The companies plan to make a system that is much cheaper and more readily available than complex platforms designed for use on the frontline. Those include Rheinmetall’s Skyranger, which has proven effective at taking down Russian drones in Ukraine but costs upwards of €10mn per vehicle and has also suffered from delivery delays.

Tytan, which is already producing an interceptor drone called Metis, intends to start production of the Defender by the end of the year. The aim is to reach production levels of thousands of systems per year.

The Mercedes-Tytan partnership marks the latest tie-up between a German automotive company and players from the booming defence sector in the EU’s most populous nation, which has unleashed more than €750bn for military spending between now and the end of 2030.

It comes amid a drive by Berlin to encourage the car industry, which has faced plunging profits amid competition from China, to offer both its expertise in mass production and its excess capacity to weapons makers that are seeking to rapidly scale up in response to surging European demand.

The FT revealed in March that Volkswagen was in talks with the Israeli missile maker Rafael to produce launchers for its Iron Dome system at VW’s Osnabrück factory.

The Franco-German tank maker KNDS has also reportedly held talks with Mercedes about taking over capacity at the auto manufacturer’s van factory in Lugwigsfelde, near Berlin.

Tytan, founded in 2023 by two former students from the Technical University Munich, was commissioned by the Bundeswehr last October to develop a prototype drone-defence system to protect military bases from suspicious drones in a deal worth close to €20mn.

The partnership with Mercedes followed on from that work, one of the people familiar with the plans said. Tytan hoped to sell the system to multiple European governments, with several discussions already under way, the person added.

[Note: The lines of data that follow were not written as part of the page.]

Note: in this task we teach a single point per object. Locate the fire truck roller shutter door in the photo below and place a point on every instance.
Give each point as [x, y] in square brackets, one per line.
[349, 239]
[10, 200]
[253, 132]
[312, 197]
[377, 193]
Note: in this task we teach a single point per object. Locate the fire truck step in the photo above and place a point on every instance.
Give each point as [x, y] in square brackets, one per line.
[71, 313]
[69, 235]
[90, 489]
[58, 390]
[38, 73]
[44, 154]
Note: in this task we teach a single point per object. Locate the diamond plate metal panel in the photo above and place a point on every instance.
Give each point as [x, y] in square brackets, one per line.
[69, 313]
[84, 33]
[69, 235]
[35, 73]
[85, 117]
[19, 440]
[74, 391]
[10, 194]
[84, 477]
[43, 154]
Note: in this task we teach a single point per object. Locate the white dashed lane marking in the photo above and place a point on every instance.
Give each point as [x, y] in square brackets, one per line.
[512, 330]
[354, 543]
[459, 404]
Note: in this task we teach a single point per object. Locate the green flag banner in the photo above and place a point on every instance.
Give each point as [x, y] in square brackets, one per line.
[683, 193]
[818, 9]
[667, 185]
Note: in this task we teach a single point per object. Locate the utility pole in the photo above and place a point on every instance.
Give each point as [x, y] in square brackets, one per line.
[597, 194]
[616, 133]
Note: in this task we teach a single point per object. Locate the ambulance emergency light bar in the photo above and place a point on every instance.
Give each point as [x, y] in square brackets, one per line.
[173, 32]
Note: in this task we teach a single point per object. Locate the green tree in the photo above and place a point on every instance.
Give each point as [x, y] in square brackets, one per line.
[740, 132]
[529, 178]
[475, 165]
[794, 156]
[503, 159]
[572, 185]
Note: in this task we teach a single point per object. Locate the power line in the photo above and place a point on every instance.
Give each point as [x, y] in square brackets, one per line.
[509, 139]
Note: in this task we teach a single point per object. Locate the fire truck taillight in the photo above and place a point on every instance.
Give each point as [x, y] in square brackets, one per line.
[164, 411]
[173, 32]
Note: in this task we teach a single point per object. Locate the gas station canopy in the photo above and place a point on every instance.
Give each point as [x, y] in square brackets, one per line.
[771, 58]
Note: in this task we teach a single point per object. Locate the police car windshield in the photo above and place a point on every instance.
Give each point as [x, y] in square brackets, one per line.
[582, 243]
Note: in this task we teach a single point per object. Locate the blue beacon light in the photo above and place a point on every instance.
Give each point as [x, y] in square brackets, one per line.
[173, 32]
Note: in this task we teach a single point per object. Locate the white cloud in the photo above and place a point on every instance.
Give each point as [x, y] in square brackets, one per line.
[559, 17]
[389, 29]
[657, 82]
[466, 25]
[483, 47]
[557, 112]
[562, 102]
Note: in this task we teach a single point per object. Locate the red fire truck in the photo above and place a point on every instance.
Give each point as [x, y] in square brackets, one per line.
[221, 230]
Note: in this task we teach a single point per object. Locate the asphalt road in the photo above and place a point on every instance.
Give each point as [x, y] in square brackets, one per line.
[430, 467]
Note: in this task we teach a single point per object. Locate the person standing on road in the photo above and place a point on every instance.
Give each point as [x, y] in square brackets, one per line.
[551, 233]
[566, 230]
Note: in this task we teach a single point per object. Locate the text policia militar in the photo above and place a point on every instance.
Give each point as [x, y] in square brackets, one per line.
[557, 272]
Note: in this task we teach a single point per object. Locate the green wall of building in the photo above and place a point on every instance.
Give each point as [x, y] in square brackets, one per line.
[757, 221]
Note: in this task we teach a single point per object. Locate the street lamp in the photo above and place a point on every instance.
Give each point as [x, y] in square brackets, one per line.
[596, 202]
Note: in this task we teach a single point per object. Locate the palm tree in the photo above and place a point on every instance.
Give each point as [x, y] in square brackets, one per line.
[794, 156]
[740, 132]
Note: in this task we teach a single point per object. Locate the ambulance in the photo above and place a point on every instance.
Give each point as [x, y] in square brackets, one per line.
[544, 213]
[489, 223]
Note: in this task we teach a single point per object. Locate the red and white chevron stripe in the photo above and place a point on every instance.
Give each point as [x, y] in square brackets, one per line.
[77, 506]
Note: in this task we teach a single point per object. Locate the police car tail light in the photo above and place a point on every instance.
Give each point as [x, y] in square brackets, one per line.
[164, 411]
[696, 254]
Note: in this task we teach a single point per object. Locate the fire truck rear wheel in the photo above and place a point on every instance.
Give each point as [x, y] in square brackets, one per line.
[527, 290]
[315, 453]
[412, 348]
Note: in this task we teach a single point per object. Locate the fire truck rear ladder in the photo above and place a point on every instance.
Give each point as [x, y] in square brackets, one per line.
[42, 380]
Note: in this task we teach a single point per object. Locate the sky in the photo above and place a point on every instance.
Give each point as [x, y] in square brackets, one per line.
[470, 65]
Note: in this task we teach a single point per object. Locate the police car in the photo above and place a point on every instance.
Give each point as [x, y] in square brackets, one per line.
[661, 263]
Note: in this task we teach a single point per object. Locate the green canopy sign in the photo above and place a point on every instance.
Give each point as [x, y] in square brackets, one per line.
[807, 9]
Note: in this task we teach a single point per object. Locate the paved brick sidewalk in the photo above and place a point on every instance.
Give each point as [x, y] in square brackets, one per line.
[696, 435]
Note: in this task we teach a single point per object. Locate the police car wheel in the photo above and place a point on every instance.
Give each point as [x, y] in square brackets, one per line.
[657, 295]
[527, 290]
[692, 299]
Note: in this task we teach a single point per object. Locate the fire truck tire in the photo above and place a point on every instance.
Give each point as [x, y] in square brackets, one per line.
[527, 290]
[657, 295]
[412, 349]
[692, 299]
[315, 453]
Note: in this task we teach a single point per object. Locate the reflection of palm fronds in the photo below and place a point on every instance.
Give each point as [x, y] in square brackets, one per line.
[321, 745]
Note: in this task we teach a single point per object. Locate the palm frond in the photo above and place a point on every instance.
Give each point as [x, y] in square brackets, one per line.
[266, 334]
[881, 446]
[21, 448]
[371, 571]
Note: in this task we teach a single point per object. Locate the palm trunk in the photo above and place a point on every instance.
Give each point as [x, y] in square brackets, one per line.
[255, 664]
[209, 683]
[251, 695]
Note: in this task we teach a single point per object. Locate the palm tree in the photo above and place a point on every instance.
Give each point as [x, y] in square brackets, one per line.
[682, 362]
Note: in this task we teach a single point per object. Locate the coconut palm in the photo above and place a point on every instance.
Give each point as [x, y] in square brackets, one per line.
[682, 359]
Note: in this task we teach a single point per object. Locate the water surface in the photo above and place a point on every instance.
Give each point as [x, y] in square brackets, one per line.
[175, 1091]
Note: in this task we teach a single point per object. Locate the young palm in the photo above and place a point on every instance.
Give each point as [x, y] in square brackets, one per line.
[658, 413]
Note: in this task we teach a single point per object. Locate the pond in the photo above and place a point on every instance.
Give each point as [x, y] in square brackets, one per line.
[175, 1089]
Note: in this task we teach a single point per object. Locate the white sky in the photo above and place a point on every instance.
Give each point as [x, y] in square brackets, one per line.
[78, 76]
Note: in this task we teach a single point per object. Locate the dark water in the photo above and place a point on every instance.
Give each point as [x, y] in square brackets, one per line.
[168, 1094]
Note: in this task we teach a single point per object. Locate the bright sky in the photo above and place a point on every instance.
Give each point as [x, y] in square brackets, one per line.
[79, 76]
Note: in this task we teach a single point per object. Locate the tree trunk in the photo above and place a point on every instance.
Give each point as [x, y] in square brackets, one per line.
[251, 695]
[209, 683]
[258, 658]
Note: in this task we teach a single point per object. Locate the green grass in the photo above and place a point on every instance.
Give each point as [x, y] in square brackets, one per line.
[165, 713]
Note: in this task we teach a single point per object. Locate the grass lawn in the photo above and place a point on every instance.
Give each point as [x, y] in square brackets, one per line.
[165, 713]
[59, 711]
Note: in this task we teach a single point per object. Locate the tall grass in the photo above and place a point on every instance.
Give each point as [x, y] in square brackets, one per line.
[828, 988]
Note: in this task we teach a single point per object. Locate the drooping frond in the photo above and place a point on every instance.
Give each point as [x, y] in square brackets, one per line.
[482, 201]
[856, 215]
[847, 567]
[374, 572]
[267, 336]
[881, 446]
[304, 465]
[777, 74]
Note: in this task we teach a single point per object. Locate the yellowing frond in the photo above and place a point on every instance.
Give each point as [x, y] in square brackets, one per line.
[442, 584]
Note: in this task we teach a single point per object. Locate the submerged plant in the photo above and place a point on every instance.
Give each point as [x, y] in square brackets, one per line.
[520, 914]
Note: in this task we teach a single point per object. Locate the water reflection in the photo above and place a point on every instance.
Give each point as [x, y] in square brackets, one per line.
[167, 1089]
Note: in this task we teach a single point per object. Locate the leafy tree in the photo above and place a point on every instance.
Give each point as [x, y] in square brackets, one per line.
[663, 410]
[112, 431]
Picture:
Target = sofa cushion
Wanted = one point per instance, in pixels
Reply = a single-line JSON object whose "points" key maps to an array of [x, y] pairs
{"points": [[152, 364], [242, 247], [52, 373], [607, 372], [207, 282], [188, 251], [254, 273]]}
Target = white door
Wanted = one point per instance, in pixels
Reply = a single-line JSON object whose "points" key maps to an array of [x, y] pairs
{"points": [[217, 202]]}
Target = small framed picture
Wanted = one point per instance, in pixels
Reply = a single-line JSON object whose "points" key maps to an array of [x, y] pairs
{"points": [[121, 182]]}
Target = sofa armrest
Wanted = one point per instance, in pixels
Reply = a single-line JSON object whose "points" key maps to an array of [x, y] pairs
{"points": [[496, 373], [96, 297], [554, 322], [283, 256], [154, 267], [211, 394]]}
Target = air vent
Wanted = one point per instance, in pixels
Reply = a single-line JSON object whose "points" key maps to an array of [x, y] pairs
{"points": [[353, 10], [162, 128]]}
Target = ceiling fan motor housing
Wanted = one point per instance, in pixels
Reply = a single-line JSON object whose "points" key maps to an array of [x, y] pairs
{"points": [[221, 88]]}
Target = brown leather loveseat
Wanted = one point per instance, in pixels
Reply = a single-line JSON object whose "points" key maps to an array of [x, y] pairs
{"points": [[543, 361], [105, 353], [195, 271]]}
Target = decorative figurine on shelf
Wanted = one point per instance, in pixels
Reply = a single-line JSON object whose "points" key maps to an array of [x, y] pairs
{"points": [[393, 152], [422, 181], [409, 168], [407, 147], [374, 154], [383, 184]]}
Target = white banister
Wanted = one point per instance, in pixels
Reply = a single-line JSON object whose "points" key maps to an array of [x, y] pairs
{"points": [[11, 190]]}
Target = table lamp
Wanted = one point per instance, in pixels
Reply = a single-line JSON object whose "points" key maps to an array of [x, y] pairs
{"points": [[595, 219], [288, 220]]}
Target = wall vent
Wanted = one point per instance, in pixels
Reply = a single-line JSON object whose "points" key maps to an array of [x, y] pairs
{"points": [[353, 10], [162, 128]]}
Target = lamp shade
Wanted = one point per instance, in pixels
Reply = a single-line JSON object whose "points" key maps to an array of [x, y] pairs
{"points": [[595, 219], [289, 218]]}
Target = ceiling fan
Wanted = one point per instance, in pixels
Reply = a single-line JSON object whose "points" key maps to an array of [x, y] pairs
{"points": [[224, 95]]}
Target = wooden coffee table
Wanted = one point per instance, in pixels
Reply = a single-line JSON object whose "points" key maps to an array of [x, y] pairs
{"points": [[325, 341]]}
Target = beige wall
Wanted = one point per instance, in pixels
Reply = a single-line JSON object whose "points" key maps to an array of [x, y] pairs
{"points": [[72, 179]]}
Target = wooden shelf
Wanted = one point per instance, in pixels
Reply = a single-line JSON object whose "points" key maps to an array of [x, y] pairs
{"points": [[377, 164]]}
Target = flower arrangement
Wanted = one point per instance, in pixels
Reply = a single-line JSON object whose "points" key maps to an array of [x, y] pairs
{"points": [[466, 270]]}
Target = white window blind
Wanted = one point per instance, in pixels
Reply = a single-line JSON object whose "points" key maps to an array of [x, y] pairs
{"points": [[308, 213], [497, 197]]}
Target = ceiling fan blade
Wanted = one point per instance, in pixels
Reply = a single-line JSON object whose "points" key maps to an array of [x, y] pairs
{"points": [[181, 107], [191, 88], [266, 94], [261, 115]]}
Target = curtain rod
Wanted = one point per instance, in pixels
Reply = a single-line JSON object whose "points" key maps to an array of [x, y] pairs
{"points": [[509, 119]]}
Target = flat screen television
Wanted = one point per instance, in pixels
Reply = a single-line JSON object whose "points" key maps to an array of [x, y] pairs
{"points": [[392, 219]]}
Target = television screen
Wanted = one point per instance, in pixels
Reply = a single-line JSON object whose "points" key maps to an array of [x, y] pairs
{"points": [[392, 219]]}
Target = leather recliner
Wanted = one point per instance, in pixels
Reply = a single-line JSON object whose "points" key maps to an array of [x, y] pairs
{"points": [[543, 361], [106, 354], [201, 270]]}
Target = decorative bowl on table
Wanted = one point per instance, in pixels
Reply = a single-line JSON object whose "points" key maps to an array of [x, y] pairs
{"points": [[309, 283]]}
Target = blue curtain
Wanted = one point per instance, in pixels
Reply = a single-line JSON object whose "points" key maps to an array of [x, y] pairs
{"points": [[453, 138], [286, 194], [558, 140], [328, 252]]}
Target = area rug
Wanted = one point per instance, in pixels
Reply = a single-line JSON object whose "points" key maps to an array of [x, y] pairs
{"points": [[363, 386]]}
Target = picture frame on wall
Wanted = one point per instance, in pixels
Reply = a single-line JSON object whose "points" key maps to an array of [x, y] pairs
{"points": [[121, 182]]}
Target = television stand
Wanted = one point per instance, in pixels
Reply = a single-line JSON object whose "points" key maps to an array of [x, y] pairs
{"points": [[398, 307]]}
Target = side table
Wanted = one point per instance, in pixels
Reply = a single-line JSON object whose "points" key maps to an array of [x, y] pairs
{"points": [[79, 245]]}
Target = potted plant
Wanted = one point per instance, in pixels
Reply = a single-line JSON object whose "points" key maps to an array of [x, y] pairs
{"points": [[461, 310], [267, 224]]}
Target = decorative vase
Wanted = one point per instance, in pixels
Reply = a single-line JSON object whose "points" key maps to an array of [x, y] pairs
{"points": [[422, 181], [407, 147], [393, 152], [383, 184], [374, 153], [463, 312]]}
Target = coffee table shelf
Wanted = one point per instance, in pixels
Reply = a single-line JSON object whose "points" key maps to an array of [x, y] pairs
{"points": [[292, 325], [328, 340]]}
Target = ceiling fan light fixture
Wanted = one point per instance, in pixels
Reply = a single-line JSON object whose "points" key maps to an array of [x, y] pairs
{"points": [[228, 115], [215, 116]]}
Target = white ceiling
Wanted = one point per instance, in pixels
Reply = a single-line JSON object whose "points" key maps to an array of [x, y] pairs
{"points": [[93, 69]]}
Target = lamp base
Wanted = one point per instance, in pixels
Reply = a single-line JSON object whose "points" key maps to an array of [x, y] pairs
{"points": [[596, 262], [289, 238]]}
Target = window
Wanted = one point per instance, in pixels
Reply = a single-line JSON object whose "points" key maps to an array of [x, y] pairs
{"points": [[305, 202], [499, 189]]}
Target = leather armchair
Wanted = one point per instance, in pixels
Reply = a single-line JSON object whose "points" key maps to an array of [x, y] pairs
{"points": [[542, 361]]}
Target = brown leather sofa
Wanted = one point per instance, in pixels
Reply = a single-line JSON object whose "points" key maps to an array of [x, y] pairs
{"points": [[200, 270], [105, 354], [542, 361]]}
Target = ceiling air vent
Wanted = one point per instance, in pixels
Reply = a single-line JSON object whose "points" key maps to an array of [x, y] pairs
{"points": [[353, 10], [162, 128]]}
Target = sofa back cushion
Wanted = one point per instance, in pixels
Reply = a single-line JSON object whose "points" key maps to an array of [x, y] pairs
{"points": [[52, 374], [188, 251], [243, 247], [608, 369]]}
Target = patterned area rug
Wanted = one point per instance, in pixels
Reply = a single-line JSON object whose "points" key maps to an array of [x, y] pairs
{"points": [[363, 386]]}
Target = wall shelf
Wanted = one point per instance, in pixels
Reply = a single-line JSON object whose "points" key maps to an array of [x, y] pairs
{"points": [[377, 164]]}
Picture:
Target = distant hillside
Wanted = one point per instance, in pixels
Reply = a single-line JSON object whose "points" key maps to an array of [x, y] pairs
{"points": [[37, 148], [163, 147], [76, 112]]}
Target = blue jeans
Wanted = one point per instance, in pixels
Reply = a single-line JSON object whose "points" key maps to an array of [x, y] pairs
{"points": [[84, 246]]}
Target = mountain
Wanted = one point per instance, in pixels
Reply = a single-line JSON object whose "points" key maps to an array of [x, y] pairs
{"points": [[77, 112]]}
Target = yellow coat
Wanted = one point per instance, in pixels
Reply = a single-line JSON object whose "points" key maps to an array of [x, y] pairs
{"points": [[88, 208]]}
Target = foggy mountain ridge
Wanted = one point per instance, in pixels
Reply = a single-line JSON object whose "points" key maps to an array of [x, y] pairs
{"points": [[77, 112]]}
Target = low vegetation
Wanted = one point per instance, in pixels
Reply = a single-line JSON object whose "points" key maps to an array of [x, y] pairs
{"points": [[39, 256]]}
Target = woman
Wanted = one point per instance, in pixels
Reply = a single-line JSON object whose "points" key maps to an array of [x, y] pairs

Mercedes-Benz declined to comment. But chief executive Ola Källenius told the Wall Street Journal last month that his company could expand its defence business, while emphasising that it would remain a niche activity.

Mercedes-Benz already produces a military version of its boxy G Class, known as the Wolf, at a factory in Graz, Austria. The carmaker has long had a hand in the defence sector, but split ways with a large part of its military production when it spun off its trucks business Daimler Truck in 2021.

The civilian version of the G Class is particularly sought after by hip-hop artists and footballers and has been one of Mercedes-Benz’s best-performing models in recent years.